Il hésita avant de sortir un papier plié de sa poche. Je restai bouche-bée en reconnaissant mon visage dessiné. Durand cherchait à me retrouver à tout prix.
— Finalement, c’est peut-être une bonne chose que tu quittes temporairement Azraald. Tu es recherchée. Je ne sais pas pour quels crimes, mais Durand a définitivement une dent contre toi.
J’espérai que la raison pour laquelle il voulait me capturer était parce que je m’étais échappée en volant de l’onguent précieux, mais… je craignis que ce soit pour une autre raison. Il n’y avait rien d’écrit sur le document autre que ma description et la promesse d’une récompense de cinquante pièces d’or.

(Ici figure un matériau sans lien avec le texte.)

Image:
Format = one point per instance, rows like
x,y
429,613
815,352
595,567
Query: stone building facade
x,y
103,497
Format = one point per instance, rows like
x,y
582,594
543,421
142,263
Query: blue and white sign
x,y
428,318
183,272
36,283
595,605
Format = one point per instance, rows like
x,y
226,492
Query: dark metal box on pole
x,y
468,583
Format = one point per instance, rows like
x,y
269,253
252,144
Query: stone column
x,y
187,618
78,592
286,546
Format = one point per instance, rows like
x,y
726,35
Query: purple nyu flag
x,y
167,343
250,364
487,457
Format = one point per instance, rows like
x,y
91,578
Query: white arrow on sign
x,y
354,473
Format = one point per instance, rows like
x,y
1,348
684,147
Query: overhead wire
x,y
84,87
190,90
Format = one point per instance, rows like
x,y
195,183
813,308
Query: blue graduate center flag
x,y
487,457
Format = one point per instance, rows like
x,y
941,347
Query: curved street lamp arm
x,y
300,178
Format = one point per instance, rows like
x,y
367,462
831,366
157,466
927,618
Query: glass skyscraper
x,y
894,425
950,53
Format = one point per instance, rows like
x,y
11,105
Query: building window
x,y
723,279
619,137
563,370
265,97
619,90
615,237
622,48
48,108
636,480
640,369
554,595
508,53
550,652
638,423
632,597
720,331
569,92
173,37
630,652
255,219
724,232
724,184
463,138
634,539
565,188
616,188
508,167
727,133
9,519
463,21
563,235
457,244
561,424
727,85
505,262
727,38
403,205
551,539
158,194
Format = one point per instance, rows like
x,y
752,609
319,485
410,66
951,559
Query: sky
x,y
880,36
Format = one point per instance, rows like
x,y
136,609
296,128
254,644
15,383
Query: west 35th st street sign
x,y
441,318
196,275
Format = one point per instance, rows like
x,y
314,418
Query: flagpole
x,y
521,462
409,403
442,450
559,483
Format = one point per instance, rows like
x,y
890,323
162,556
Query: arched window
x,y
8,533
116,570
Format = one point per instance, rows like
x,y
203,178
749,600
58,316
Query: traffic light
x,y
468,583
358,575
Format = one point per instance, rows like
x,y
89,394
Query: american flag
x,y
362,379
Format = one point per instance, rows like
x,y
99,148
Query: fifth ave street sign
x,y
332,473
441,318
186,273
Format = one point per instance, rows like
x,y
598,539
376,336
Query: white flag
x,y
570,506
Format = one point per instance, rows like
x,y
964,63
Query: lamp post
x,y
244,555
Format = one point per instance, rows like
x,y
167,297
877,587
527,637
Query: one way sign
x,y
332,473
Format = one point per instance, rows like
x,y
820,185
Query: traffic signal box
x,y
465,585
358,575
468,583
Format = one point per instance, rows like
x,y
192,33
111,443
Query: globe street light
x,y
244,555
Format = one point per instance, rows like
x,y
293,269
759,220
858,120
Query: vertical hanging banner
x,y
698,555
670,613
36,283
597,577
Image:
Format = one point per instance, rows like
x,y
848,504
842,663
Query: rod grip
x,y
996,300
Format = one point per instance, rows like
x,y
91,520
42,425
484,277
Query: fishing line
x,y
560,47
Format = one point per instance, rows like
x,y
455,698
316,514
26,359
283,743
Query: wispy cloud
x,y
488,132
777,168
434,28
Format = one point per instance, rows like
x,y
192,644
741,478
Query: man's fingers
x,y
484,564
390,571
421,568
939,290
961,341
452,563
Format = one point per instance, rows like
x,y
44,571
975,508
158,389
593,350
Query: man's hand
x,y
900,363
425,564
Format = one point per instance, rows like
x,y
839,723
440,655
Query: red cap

Si elles avaient la même valeur qu’à Sehaliah, c’était une fortune.
— Tu n’es pas intéressé par la récompense ? m’enquérai-je, lui rendant le papier.
William continua de m’observer curieusement, sans dire un mot, comme s’il essayait de lire mes pensées, de connaître les raisons pour lesquelles Durand était si déterminé de m’attraper.
— Pas pour l’instant. Tout ce que je veux c’est sauver ma mère et ma sœur. Et je ne suis pas vu d’un très bon œil par Durand non plus.
« Pour l’instant » ? Cela voulait-il dire qu’il serait capable de me livrer à Durand lorsque sa mère sera sauvée ?
— Est-ce que… cela risque de mettre ta famille en danger ? continuai-je, inquiète que cela pose des problèmes à la famille Smith.
— Personne d’autre que nous ne te connaît. Isolde ne dira rien. Du moment que personne ne te voit quitter la forge lorsque nous partirons demain matin, tout ira bien. Tu devrais aller dormir maintenant. Et c’est… c’est incorrect pour une jeune femme de se montrer si dévêtue devant un homme.
Je baissai les yeux vers ma tenue. Une longue robe de nuit qui était loin de pouvoir être considéré comme « dévêtue » mais il se retourna et disparut.
Je ne savais pas ce qui m’attendrait à mon retour à Azraald mais les années à venir risquaient d’être mouvementées. Si je survivais la quête.